I'm reposting from the previous MD thread, from last year.

almarst-2001 - 12:00am May 22, 2001 EST (#4134 of 4138) quoted gisterme 5/21/01 1:49pm, in passages I indent, and responds

"Conditions really are different."

"They are. But not different enough for my expectations.

"nobody including the US has a clue about what to do now or quite how to act in this new environment."

"Most likely so. But that not an impression you get if you listen to Ramsfeld or Wolfoviz or Bzezinsky.

"There are new challenges (or anceint ones revived) but few can be solved by force."

"That was always true, wasn't it? But one would come to a opposite conclusion by studying the US military budget, operational doctrine and wearpons development programs.

"Fortunately, adaptation is one of the strong points of our species. :-) "

"Some hope to "adapt" the others into submission while self adapting to the permanent "masters" and half-Gods. Nothing new here.

"The major and rather fearsome change I see is an attitude of the public to the war and the ability to conduct a "safe" and remote "photogenic" acts of crimes, aggression, destruction and cold-blooded mass-murder. So "beautefull" and even "funny" (remember the footage of bombing the Iraqi bridge blown by a laser-guided missiles fired from a stealth bomber, just in front of a poor motorist), the Pentagon is just proud to provide a footage to the evening news. No PG lable attached. Children could enjoy.
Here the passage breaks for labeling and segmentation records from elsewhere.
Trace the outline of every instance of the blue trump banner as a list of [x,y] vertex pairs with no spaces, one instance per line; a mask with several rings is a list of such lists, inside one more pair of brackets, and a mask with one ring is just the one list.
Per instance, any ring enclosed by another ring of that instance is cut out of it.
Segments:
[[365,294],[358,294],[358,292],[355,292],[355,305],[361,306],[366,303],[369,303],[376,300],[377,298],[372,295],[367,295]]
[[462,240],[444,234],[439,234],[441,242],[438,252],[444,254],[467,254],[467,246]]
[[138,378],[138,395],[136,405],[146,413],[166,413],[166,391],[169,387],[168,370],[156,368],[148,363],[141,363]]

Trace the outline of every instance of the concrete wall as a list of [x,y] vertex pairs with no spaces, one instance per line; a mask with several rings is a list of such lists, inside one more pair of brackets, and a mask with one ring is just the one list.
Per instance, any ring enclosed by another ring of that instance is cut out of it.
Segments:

"Once upon a time the war was a dirty and dangerous endeavour. How many people could be killed by a single, even the fittest and most brutal Rome's Legioner in a buttle?

"And now, the moderately fat undergraduate can destroy a city or nation between two cans of bear. And still have a time to watch the nightly Football game.

"That is what is really new.

rshowalter - 05:52am May 22, 2001 EST (#4135 of 4138) Robert Showalter mrshowalter@thedawn.com

"almarst , that's a superb post.

"In a NYT WEEK IN REVIEW earlier this year, James Dao wrote a wonderful essay. It was titled.

" Please Do Not Disturb us with Bombs."

"It set out the argument for missile defense very well in the terms in which people mostly argue for it -- and set that argument out just below a picture showing a gross servoinstability in a recent ABM test -- showing how far short our technology actually remains, compared to the promises offered by the advocates of Missile Defense.

"The policy of the current administration, behind a pelthora of words, many of them evasive and off point, includes the notion set out in Dao's essay title, but says more. Basically, it says.

" Please do not disturb US with Bombs. But we can bomb YOU."

"The US has to do better than that - or it degrades itself --- and the rest of the world has to expect better than that, for its own safety, and because it degrades itself otherwise.